Domino’s says the FY22 full-year result was impacted by the combination of ‘rapidly changing sales conditions’ in the first half, a major reinvestment in its franchise business in Australia and New Zealand, and the rebuilding of the Danish business which was acquired in 2019.

The past financial year was significant for the company in terms of store expansion, having opened 294 new stores in FY22, or an average of more than five stores a week. With the 156 stores acquired from its 10th global market, Taiwan, Domino’s added a total of 450 new stores during the year.

The acquisition announced will add 287 new stores to the company’s network.

The jump in store numbers has led Domino’s to lift its targeted store count in Asia from 2,400 stores to 3,000 stores by 2033.

“This is a tremendous opportunity for our business, and for those joining our business,” says Domino’s CEO Don Meij.

Domino’s has secured the three new territories for a base price of $214 million from Malaysian company Mikenwill (M) Sdn Bhd and Singapore’s Impress Foods Pte Ltd. If earn-out targets are reached over the next two to three years, this could add another $142 million to the price.

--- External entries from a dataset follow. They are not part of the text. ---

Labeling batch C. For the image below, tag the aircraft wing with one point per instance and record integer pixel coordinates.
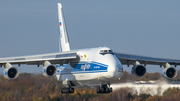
(53, 58)
(128, 59)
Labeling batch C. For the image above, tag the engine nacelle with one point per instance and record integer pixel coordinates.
(10, 73)
(49, 70)
(169, 72)
(138, 70)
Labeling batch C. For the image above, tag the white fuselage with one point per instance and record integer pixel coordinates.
(93, 67)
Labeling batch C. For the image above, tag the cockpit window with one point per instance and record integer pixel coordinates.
(103, 52)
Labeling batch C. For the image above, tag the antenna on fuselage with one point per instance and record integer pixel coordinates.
(63, 35)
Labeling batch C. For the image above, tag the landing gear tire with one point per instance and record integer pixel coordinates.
(67, 90)
(98, 90)
(104, 89)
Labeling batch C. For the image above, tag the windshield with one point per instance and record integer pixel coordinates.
(106, 52)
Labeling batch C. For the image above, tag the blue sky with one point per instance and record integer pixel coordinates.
(149, 28)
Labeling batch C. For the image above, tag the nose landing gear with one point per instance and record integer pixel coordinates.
(67, 90)
(104, 89)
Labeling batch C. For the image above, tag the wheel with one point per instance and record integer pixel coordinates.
(65, 90)
(102, 90)
(110, 89)
(107, 90)
(71, 90)
(98, 90)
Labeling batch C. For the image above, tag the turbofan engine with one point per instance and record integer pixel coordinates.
(169, 73)
(138, 70)
(49, 70)
(10, 73)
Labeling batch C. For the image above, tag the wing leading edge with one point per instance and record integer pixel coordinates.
(53, 58)
(128, 59)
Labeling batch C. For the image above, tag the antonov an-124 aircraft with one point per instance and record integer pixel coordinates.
(94, 67)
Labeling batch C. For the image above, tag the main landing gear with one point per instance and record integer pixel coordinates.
(67, 90)
(104, 89)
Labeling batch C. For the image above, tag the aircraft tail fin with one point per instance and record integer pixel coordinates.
(63, 37)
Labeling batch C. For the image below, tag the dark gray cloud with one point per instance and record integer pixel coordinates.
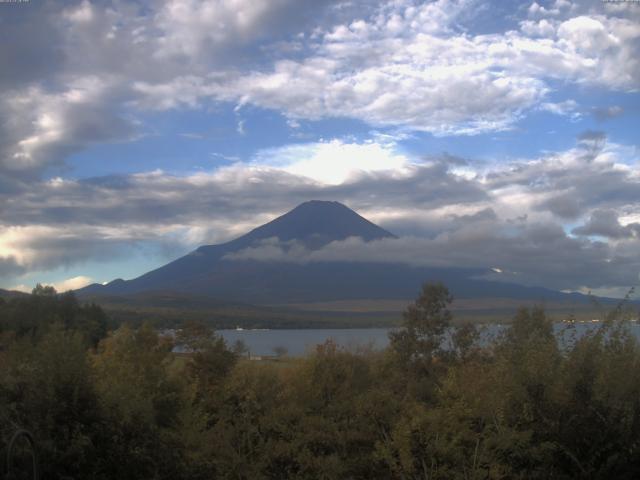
(605, 223)
(464, 221)
(535, 254)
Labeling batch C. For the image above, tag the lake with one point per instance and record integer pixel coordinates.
(301, 341)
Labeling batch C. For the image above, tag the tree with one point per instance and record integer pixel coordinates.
(44, 290)
(424, 324)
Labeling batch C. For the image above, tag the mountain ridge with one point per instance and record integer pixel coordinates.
(207, 271)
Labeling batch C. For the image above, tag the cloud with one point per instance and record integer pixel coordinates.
(605, 223)
(532, 254)
(606, 113)
(506, 216)
(412, 65)
(62, 286)
(86, 73)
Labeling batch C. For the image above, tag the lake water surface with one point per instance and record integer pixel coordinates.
(301, 341)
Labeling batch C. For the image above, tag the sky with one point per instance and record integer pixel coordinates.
(486, 134)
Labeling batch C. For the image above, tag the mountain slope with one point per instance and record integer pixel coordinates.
(206, 271)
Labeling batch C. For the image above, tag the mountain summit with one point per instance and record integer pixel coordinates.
(205, 271)
(211, 272)
(314, 223)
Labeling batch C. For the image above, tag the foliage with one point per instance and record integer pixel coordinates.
(439, 403)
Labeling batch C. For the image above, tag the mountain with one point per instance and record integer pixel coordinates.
(7, 294)
(207, 272)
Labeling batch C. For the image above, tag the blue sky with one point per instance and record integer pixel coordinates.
(136, 131)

Domino’s is the second-largest pizza chain by store count behind Pizza Hut in these three regions.

“Domino’s Pizza Enterprises has never entered a market as number one, nor do we impose our flavour preferences on a new market,” says Meij.

“We intend to apply our high-volume mentality, our technology and our operational expertise to grow our market share in these countries, with the potential to develop entrepreneurs through franchising.

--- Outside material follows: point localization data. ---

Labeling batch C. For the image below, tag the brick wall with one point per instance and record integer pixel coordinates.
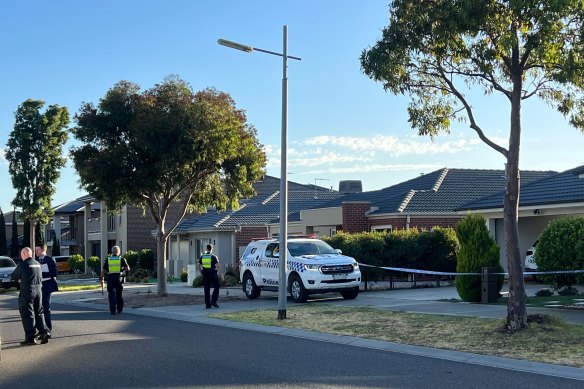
(246, 234)
(354, 219)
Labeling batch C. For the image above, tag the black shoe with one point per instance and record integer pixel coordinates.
(45, 338)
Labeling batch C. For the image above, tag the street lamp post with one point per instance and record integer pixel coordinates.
(283, 163)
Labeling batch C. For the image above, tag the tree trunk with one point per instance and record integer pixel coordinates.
(516, 307)
(161, 240)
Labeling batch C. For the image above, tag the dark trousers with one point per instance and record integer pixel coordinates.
(31, 313)
(210, 277)
(47, 309)
(114, 294)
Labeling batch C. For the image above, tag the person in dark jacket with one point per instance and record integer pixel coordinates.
(28, 273)
(209, 267)
(112, 268)
(49, 270)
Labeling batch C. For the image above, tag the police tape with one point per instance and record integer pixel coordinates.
(446, 273)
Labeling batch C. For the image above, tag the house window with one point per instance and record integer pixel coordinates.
(382, 228)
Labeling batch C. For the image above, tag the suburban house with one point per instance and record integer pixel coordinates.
(426, 201)
(540, 201)
(230, 231)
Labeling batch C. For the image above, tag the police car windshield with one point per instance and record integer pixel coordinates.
(316, 247)
(7, 262)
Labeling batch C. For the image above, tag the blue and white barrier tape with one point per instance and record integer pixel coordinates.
(445, 273)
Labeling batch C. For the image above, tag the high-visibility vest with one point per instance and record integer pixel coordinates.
(114, 264)
(206, 261)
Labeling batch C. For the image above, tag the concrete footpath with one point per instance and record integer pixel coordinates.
(422, 300)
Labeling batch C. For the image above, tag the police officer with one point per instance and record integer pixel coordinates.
(209, 266)
(49, 270)
(112, 268)
(28, 272)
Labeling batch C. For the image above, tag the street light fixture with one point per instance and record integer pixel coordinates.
(283, 235)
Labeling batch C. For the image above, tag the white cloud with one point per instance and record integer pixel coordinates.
(393, 145)
(374, 168)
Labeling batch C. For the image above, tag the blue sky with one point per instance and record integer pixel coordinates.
(341, 125)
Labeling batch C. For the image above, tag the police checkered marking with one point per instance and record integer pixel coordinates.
(297, 266)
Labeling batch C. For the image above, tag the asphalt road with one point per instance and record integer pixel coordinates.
(92, 349)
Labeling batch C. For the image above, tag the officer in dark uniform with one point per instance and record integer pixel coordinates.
(28, 272)
(49, 269)
(209, 267)
(112, 268)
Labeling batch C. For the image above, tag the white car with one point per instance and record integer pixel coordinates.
(530, 264)
(313, 267)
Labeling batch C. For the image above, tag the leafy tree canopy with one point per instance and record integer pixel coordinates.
(33, 152)
(432, 47)
(166, 141)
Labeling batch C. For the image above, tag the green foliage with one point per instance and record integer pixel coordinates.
(544, 292)
(198, 281)
(93, 264)
(427, 250)
(132, 258)
(76, 262)
(56, 250)
(3, 240)
(14, 249)
(561, 247)
(26, 234)
(478, 249)
(146, 259)
(166, 141)
(568, 291)
(34, 154)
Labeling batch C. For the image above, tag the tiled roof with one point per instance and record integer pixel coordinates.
(451, 188)
(565, 187)
(260, 210)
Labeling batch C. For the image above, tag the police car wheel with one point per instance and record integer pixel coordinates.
(350, 294)
(297, 290)
(250, 288)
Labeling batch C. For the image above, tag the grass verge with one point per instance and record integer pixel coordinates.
(546, 340)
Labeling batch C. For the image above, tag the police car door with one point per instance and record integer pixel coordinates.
(270, 265)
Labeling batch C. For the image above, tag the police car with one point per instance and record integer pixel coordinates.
(313, 267)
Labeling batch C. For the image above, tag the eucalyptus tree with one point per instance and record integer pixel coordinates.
(437, 51)
(166, 146)
(34, 153)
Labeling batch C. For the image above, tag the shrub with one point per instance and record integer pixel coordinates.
(478, 249)
(561, 247)
(147, 259)
(544, 292)
(568, 291)
(198, 281)
(76, 262)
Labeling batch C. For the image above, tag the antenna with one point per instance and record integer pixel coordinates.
(315, 180)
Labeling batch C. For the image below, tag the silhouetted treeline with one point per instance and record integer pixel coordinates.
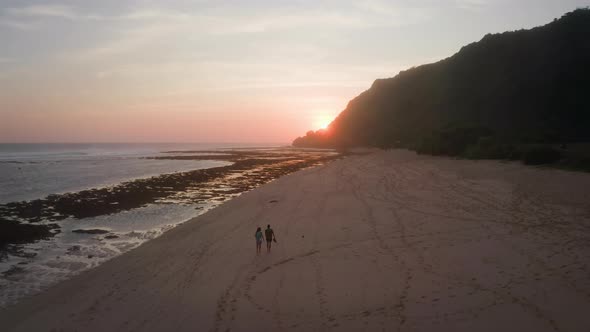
(508, 89)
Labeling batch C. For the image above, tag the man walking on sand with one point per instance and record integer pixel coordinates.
(269, 234)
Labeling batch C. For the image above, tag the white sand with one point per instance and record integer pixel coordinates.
(388, 241)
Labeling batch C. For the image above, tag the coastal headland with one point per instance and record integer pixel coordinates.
(388, 240)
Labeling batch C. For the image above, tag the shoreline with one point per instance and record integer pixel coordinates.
(73, 213)
(388, 240)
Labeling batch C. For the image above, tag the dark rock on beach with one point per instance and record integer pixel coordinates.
(20, 222)
(90, 231)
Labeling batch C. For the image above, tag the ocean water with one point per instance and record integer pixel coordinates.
(31, 171)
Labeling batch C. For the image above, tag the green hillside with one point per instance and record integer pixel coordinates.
(511, 89)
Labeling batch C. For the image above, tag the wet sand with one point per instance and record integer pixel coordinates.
(388, 241)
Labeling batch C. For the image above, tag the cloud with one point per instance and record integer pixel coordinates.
(55, 11)
(18, 25)
(474, 5)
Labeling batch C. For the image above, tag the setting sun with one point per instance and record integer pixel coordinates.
(321, 121)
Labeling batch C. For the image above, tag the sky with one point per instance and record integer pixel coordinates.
(220, 71)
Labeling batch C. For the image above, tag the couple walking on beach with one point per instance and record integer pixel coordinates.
(269, 235)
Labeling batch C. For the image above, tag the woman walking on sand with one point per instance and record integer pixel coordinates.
(269, 234)
(258, 236)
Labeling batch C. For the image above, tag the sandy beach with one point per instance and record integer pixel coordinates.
(388, 241)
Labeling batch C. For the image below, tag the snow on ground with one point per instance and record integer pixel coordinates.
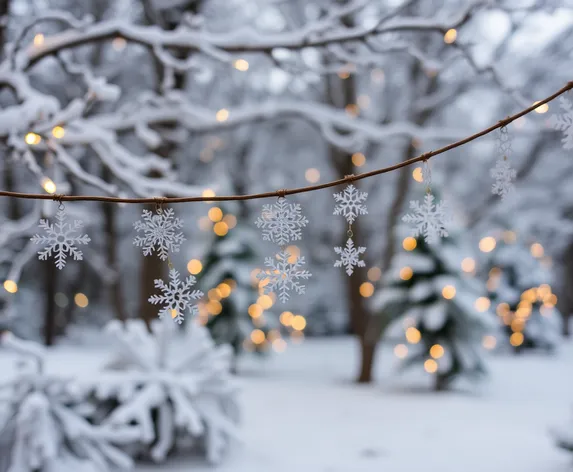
(303, 414)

“Our teams have built a ‘centre of excellence’ in the APAC region – world-class operations, technology and marketing, led by experienced professionals. We intend to apply the lessons from our best operations in all markets to work with the team in these new markets to lift performance to the next level.”

Domino’s plans to secure the services of current group CEO of the new Asian businesses, Ba U Shan-Ting, a 22-year pizza industry veteran. He will work in collaboration with Domino’s regional CEO Ringo Joannes to grow the business. Joannes, a former multi-unit franchisee, had previously overseen the Belgian business since 2019.

In a closer look at Domino’s latest profit result, the group delivered a 2.8 per cent increase in EBIT to $3.3 million in Australia and New Zealand with 20 store openings in the second half and the refranchising of 30 stores.

Asian operations were hit by a ‘rapid change in sales’ in Japan following a COVID state of emergency declared in the first half, combined with foreign exchange headwinds, to deliver a 9.7 per cent fall in EBIT. But the company notes that EBIT is now $31.7 million, or 59 per cent, higher than before the pandemic.

In Europe, where Domino’s rapidly grew its business during COVID, the group also suffered an 11 per cent drop in EBIT for FY22, although this is 21.8 per cent up on pre-pandemic levels.

Domino’s has revealed that sales in FY23 so far are tracking behind FY22, but it notes this is coming off the rapid 26.2 per cent sales growth of the previous two years.

“At the start of COVID-19 we had a choice – to be defensive or to invest in growing a larger, more sustainable business,” says Meij.

“We chose the latter course and will continue to do so. Today’s announcement of a substantial acquisition in Asia demonstrates our ability to pursue growth now, and into the long-term.”

Domino’s is paying a final dividend of 68.1c per share.

Shares in DMP are up 9.59 per cent to $73.50 per share at 11.16am AEST.